The questions submitted to the Court on the statement of facts made by the parties were, 1st. ‘Whether the said letters so offered by the defendants, or any of them, are competent and sufficient evidence to prove what matters of dispute or controversy were submitted to the said arbitrators under the said bond?’
2d. ‘Whether the said award in the terms aforesaid, or taken in connexion with the evidence so offered by the defendant, (if such evidence be decided by the Court to be competent and admissible,) is valid, and sufficient in law?’
The matter contained in the letters was pleaded by the defendant in his rejoinder, as being part of the subject in controversy, and is, consequently, confessed by the demurrer. Had the demurrer been argued, therefore, the first question could not have arisen. But as a statement of facts has been substituted for the demurrer, we presume, the question respecting the admissibility of the evidence offered by the defendant is to be considered as if issue had been joined on the fact stated in the rejoinder. So considering it, there is, we think, no doubt of the admissibility of the testimony, nor of its competency, taken in connexion with the award itself, to prove, that a dispute existed respecting the lands mentioned in those letters, which was brought before the arbitrators.
We proceed to the second question, which respects the validity of the award.
The first exception taken to this award is, that it omits to state, whether the sum due from Jerusha Dennison, was due from her in her own right, or as administratrix of Gideon Dennison. The claims upon her in both characters, are submitted to the referees; and they ought to have decided upon all, and to have distinguished between those which she was required to pay in her representative character, and those for which she was bound personally. Had this case been depending in Chancery, where alone the two claims could have been united in one suit, the Chancellor would unquestionably have discriminated between them; and would, in his decree, have ascertained in what character the whole sum was to be paid, or how much was to be paid in each. If this award was made against Mrs. Dennison as administratrix, she would not only be deprived by its form, of the right to plead a full administration, (a defence which might have been made before the arbitrators, and on which their award does not show certainly, that they have decided,) but also of the right to use it in the settlement of her accounts as conclusive evidence, that the money was paid in her representative character. If this objection to the award is to be overruled, it must be on the supposition, that it is made against her personally; yet the statement of facts shows the claim against her to be in her representative character. There is certainly a want of precision in this part of the award, which exposes it to solid objection, and might subject Mrs. Dennison to serious inconvenience.
The second exception to which the Court will advert, affects still more deeply the merits of the award, as well as its justice.

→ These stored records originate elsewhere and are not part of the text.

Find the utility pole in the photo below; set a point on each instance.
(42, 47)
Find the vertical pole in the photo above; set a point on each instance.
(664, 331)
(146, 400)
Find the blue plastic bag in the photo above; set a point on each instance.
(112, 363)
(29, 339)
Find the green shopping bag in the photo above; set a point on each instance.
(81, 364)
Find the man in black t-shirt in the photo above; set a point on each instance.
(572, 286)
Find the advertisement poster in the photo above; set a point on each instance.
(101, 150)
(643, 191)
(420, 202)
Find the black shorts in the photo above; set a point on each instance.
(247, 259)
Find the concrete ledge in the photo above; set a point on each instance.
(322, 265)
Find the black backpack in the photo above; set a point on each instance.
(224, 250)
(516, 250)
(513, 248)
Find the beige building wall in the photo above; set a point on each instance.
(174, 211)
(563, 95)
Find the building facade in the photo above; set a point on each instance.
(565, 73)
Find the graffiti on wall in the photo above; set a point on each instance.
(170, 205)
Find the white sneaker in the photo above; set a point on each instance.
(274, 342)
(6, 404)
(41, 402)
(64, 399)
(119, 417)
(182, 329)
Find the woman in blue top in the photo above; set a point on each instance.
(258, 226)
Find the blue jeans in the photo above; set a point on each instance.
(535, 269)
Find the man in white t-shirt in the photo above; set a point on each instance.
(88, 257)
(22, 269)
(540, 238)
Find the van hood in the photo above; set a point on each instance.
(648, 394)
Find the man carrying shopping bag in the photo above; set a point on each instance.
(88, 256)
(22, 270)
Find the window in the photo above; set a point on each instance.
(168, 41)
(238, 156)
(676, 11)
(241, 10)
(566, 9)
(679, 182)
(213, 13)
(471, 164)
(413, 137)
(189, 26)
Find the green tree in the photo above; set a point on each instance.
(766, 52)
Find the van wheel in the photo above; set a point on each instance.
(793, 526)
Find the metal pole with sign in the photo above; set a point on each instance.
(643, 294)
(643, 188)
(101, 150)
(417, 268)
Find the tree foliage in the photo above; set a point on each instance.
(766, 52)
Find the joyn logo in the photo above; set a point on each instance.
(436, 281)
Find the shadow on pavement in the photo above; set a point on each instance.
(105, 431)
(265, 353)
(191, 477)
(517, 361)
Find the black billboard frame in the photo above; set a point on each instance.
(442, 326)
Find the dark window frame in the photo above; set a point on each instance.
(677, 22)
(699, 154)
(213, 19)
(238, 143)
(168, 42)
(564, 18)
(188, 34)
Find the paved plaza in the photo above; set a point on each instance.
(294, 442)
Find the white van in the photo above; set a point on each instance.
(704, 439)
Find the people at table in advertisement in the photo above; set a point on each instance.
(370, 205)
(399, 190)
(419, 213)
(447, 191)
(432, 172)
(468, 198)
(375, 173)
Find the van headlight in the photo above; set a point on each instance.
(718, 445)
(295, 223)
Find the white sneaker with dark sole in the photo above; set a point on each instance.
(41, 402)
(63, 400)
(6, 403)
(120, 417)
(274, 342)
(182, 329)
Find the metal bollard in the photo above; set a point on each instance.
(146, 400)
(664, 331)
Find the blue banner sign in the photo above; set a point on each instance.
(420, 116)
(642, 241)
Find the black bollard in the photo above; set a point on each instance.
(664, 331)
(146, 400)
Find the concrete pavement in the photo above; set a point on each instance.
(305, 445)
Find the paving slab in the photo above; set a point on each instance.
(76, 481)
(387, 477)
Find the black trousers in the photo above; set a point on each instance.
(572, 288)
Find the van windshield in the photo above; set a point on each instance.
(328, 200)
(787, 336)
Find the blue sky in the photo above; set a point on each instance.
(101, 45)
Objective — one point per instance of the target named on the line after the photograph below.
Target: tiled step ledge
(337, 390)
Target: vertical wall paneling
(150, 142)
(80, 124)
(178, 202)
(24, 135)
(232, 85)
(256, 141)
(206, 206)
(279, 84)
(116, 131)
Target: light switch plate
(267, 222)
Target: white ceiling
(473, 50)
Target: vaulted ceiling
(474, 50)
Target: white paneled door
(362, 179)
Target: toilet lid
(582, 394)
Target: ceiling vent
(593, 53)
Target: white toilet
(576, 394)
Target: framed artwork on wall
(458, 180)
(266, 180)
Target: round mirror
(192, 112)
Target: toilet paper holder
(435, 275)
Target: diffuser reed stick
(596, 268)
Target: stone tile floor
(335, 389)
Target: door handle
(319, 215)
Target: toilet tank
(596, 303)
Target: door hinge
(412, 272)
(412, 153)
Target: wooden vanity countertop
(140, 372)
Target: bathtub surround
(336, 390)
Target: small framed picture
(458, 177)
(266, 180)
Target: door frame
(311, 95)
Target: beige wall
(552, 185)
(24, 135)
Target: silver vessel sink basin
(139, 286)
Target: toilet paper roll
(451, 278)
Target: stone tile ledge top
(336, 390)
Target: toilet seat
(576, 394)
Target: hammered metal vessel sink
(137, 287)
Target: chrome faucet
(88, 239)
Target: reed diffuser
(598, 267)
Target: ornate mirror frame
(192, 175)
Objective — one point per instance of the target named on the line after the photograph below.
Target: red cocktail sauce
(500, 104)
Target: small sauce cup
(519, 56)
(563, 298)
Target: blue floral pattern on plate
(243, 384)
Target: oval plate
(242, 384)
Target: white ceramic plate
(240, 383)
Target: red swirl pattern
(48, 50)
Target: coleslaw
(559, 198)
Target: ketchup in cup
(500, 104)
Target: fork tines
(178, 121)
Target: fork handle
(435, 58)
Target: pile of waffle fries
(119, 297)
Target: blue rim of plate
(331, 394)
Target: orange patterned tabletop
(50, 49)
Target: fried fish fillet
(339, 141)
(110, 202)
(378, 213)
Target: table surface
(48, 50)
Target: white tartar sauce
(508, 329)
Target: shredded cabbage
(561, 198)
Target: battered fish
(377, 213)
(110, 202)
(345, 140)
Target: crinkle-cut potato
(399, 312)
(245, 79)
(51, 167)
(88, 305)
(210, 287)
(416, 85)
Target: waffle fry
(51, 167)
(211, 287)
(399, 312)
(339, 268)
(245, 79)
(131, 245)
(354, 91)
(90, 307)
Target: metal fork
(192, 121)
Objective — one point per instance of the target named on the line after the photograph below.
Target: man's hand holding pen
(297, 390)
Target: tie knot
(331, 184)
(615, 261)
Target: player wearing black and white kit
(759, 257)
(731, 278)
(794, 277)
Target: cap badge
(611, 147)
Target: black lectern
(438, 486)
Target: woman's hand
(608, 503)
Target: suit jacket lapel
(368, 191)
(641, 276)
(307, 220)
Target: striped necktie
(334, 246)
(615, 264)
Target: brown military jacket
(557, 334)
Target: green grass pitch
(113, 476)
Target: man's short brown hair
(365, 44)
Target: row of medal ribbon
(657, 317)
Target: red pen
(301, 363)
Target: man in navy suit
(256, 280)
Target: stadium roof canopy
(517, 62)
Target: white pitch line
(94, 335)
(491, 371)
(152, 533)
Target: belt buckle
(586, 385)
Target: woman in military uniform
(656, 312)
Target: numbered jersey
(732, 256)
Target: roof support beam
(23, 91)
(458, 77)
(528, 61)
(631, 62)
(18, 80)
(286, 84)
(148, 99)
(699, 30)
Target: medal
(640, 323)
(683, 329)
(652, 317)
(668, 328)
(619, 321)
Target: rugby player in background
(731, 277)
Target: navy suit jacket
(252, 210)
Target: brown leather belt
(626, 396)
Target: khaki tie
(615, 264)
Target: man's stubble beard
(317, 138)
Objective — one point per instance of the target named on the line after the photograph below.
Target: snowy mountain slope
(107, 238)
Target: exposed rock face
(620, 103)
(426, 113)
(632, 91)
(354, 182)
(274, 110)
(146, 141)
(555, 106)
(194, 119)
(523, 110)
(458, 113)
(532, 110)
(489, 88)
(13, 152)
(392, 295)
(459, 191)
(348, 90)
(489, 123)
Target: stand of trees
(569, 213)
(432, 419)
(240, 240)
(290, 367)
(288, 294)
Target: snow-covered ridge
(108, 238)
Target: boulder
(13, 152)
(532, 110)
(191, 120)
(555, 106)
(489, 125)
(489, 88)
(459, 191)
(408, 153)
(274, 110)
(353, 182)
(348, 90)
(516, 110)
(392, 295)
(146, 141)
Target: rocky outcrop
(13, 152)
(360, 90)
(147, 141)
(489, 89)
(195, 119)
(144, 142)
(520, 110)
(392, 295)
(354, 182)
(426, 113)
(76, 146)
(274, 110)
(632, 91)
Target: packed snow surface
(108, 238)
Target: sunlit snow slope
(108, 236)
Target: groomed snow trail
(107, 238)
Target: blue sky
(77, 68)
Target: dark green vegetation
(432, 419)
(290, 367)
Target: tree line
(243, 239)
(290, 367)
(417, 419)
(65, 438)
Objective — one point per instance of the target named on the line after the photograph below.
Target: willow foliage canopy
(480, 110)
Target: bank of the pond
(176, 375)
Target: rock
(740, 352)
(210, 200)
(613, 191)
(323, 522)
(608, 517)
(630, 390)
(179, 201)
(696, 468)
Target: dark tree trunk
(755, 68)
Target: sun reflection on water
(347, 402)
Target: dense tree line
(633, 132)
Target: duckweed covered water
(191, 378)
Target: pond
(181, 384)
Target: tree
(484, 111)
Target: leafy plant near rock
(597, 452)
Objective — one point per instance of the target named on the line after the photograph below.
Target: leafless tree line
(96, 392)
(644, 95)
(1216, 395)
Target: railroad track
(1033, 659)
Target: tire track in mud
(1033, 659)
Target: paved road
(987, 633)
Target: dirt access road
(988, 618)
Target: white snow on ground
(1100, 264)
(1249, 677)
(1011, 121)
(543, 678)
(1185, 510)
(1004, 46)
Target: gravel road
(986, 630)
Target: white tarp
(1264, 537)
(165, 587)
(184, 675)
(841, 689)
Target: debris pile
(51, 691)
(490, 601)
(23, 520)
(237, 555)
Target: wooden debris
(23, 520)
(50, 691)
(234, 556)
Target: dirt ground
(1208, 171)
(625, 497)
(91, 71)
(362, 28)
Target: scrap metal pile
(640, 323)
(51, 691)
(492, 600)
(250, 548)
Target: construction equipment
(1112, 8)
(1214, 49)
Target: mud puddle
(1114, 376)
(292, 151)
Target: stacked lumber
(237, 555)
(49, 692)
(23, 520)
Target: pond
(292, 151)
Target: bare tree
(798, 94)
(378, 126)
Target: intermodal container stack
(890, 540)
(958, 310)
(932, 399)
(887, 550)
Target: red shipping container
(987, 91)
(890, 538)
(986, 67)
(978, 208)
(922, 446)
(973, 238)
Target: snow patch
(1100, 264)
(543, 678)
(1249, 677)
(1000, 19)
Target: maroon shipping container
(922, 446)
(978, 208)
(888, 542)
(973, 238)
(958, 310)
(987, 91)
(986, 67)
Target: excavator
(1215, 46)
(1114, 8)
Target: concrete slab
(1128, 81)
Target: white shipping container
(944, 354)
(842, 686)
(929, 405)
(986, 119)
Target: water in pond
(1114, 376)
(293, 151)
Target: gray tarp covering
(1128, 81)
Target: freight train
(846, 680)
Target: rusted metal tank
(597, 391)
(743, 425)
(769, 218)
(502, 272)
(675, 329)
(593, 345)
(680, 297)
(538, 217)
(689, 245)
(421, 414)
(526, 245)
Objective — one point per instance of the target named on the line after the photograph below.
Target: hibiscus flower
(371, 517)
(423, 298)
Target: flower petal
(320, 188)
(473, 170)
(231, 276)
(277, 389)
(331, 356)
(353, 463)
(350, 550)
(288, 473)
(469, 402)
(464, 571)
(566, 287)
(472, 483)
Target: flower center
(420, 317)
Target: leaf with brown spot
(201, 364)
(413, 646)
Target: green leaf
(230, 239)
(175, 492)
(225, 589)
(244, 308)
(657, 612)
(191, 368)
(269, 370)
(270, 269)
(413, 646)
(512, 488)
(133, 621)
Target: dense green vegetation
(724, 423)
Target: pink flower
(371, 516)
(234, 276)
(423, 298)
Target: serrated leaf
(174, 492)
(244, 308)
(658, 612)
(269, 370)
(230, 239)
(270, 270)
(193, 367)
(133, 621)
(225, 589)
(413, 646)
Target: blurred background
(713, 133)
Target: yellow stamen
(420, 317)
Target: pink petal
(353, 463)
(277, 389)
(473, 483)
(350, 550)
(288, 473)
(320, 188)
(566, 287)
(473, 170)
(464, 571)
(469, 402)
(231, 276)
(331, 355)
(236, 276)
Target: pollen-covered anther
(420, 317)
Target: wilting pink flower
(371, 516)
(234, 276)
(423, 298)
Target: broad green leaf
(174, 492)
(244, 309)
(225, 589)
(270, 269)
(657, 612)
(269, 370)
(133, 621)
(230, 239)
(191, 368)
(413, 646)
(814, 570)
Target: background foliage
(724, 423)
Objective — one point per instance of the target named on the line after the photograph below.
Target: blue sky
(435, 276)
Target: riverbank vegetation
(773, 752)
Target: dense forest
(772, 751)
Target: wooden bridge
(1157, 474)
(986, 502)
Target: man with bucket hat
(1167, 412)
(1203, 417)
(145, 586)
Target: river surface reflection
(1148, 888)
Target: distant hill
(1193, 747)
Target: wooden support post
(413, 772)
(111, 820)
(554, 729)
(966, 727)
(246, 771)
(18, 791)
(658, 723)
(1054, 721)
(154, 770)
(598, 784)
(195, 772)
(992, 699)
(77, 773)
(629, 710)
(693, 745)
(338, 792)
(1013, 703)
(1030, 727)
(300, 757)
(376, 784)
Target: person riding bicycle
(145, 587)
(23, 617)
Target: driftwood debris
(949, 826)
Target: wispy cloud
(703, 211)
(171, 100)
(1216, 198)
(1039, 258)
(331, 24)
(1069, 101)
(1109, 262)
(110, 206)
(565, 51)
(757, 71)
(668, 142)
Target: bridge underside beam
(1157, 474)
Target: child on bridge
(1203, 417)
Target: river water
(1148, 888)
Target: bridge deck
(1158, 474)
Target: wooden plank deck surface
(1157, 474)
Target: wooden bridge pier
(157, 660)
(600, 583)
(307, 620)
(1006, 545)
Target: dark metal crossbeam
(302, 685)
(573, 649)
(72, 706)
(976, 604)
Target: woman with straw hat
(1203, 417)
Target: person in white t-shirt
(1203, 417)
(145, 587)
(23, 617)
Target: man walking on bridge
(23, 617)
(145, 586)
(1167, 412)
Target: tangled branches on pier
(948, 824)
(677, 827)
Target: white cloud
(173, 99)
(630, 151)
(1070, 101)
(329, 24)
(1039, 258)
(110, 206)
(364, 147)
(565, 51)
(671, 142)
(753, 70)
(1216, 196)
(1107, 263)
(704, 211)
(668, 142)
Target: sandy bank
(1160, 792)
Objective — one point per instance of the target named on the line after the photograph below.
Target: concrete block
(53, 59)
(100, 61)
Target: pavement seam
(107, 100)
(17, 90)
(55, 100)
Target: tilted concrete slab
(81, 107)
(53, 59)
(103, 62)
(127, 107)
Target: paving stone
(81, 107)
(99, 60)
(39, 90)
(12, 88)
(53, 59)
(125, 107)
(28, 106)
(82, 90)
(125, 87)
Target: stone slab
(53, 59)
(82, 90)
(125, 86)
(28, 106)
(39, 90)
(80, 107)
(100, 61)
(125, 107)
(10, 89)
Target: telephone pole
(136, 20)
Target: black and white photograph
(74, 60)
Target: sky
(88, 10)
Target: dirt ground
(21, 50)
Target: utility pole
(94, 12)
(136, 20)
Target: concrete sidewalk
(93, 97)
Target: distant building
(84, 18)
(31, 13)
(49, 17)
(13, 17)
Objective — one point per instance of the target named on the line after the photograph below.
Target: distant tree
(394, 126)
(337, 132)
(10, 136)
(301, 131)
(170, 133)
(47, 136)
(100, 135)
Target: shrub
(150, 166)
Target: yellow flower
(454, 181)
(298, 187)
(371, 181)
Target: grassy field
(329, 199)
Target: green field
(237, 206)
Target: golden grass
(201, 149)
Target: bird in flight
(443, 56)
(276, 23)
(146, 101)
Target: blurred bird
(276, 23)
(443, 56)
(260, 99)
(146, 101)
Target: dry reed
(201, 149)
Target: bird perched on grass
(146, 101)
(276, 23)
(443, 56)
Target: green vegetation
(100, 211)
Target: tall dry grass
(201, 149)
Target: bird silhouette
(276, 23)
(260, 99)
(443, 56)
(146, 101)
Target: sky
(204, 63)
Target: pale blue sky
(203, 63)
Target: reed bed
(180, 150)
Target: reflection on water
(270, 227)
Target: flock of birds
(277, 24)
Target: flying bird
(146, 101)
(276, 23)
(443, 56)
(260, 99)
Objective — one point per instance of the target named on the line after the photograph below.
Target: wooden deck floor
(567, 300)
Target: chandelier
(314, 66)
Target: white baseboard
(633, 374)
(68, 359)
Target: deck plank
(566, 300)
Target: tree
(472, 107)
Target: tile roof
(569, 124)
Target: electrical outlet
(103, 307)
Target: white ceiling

It is apparent from the pleadings in the cause, from the facts stated, and from the award itself, that titles to land were deposited by Gideon Dennison, in his life time, with the plaintiffs, as collateral security for the debt claimed by them; and that the conveyances purported to be absolute. Not only was there uncertainty as to the right of redemption; but it was, so far as the Court can discover, absolutely uncertain what lands had been so conveyed.
This subject appears to have been brought before the arbitrators, and they have awarded upon it. Is their award sufficiently certain to give Jerusha Dennison the benefit they intended her? They have awarded ‘that the said Joshua B. Bond and James Lyle, shall reconvey or release as the case may require, all lands heretofore conveyed or pledged to them, by the late Gideon Dennison, as a collateral security.’ The award does not determine what lands were so conveyed. If the arbitrators had directed that all the lands conveyed or pledged by Gideon Dennison should be reconveyed, there would have been some difficulty in ascertaining what lands had been conveyed or pledged, from the uncertainty where deeds might have been recorded, and whether grants might not have been deposited without a conveyance; but they have directed that those lands only shall be reconveyed, which had been conveyed or pledged as collateral security. No one of these deeds exhibited on its face any mark of its being made as a collateral security. The question, whether a conveyance was absolute, or as a security only, was a material question, which ought to have been decided by the arbitrators. They have not decided it, but have left it open to be decided by the parties themselves, or by some other tribunal. This is a very important part of the award, and with respect to this subject, it is incomplete. It is obviously as uncertain now, as it was before the award was made, what lands had been conveyed or pledged to Gideon Dennison as collateral security. This part of the award then is void, and the question is, whether that part which directs the payment of money be void also?
That an award may be void in part, and good for the residue, will be readily admitted; but if that part which is void be so connected with the rest as to affect the justice of the case between the parties, the whole is void.i There is great good sense in this distinction. If A. be directed to pay B. $100, and also to do some other act not well enough defined to be obligatory, there is no reason why B. should not have his $100, because he cannot also get that other thing which was intended for him. But if A. be directed to pay B. $100, and B. to do something for the benefit of A., which is not so defined as to enable A. to obtain it, there is much reason why A. should not pay the $100; since he cannot obtain that which the arbitrators as much intended he should receive, as that he should pay the sum awarded against him.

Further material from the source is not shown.